Council Agenda Tuesday, February 26, 200: Financial Overlay Map-

Public Works director Ray Davis described a council agenda item for bringing garbage services in house. As expected there were large costs associated with labor and equipment maintenance. However there was a marked difference in costs for the district areas, Carlmont and Downtown, and the hilly neighborhoods. A fleet of smaller side loading trucks was necessary in the hills with their unique maintenance requirement. Understandably hills were almost 50% of the total cost but unevenly spread between the districts and the neighborhoods. From a development perspective we should look at how these costs can be equitably distributed.

City Manager Jack Crist addressed another agenda item on sewer rates. Again there was a marked difference between the downtown and the neighborhoods but in the downtown there was a marked difference between residences and businesses, the primary difference being the area of landscaping that gets watered. The city is proposing that costs be averaged out. This means that low flow users will get penalized for using less and for requiring a lower infrastructure development cost for city services. There was a marked difference between low flow ($225) and business ($22,500) in the new rate proposal which would lower the business cost and raise the low flow cost so that they were essentially equal.

At an earlier meeting Ray Davis had described the $30M requirement for rebuilding city streets. Again access , equipment, and manpower are issues here between neighborhoods and districts.

These unequal costs are widely spread. Andres Duany in Suburban Nation says that the primary reason for the loss of neighborhood postal centers was the need to establish large offices with huge parking lots to access the sprawled out neighborhoods that developed after WWII and which overextended the small electric postal vehicles causing a shift to polluting gasoline vehicles and higher costs.

Financial overlay maps which showed the cost of infrastructure and services would make useful planning tools.

Council Agenda March 11 2008: FATP

Describing a council agenda item on the protection of the San Juan Canyon area Community Planning Director Carlos Demello introduced a fabulous concept called Floor Area Ratio Transfer Policy which was shortened to FATP.

FATP allows for the city to permit landowners, to move their development rights, from an area with desirable protection characteristics, to an area where development is preferred.

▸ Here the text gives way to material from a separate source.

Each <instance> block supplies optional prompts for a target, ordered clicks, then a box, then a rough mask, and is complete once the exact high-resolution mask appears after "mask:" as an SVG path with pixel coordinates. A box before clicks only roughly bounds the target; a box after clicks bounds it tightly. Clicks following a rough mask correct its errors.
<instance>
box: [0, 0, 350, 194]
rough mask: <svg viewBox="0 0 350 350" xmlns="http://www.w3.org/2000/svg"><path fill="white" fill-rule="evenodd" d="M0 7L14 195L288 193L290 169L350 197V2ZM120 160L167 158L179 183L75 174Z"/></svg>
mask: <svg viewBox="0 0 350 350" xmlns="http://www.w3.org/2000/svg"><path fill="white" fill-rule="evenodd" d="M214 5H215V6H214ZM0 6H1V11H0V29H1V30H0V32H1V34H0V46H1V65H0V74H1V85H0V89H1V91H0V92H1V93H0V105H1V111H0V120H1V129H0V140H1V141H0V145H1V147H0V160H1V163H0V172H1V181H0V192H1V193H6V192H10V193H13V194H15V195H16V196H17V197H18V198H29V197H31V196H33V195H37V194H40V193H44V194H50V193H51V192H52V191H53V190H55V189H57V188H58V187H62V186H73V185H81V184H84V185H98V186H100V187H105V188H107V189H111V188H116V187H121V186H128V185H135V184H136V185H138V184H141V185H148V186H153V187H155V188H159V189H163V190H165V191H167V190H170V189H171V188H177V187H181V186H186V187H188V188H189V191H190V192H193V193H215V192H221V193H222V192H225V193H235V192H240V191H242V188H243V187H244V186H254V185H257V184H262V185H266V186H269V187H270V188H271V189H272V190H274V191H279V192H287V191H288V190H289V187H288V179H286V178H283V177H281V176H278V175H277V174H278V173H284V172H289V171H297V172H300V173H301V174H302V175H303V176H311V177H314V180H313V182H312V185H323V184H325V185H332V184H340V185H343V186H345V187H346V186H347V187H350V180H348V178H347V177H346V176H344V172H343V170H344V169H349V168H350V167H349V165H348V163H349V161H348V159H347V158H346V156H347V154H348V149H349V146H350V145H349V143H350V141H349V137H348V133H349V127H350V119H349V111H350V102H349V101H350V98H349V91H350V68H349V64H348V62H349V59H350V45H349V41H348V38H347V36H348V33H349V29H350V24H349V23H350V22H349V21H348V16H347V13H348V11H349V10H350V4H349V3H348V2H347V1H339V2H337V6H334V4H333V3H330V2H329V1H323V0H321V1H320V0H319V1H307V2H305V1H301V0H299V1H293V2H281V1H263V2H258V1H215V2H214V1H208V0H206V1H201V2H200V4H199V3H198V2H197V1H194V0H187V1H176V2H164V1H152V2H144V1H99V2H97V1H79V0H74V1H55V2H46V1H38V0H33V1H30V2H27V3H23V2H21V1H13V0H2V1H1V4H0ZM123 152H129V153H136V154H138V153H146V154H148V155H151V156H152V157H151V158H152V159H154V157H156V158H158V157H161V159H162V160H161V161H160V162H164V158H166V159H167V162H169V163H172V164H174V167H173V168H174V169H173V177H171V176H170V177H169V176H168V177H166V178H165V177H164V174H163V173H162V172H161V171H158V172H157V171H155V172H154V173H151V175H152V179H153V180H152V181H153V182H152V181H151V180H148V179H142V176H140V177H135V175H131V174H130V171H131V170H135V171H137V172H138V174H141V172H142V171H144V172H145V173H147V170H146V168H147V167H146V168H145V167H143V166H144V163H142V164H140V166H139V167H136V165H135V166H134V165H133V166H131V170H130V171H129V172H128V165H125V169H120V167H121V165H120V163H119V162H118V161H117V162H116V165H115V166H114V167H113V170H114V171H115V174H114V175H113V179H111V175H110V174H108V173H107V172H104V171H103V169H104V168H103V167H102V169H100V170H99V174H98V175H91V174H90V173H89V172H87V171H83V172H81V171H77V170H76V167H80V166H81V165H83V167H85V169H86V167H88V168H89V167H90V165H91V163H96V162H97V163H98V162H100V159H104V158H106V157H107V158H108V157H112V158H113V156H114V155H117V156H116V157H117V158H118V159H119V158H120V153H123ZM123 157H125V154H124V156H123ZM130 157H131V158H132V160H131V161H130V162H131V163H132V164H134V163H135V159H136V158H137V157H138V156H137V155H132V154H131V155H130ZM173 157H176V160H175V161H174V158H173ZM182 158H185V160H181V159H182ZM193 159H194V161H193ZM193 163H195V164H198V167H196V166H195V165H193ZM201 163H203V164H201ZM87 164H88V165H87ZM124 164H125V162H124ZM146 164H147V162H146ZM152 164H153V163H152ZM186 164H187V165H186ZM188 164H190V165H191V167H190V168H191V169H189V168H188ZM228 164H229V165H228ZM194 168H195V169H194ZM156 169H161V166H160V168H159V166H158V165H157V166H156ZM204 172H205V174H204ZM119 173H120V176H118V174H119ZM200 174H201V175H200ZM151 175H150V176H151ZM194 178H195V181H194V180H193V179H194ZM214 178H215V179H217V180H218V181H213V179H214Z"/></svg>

This is similar to transfer of development rights known as TDRs.

Carlos said that the receiving attributes would need to be developed. As an example of a receiving area he offered the downtown, which everyone agrees needs a density characteristic tied to the business type we want to attract and retain. Coralin expressed concern that the sending characteristic should not increase development on the street or neighborhood, and the receiving characteristic should include a cost factor linked to a developed street, so as to not drain the city budget.

Another model would be start with the Association of Bay Area Governments and Metropolitan Transportation Commission criteria of defined Priority Conservation Areas and Priority Development Areas. Overlay on the PCA wildlife, riparian, and connected trail corridors. Add attributes to the three corridor elements such as open space, parks, urban pocket parks, children’s landuses, species, and a countryside preserve.

Develop a FATP financing mechanism that preserves the neighborhood model and enhances the district model. This can be done with financial overlay maps which identify where the infrastructure and service costs are cheaply available and preferred, and what desired feature of each model, such a traffic speed, needs to be controlled.

Then go out and get an ABAG/MTC grant to make it happen.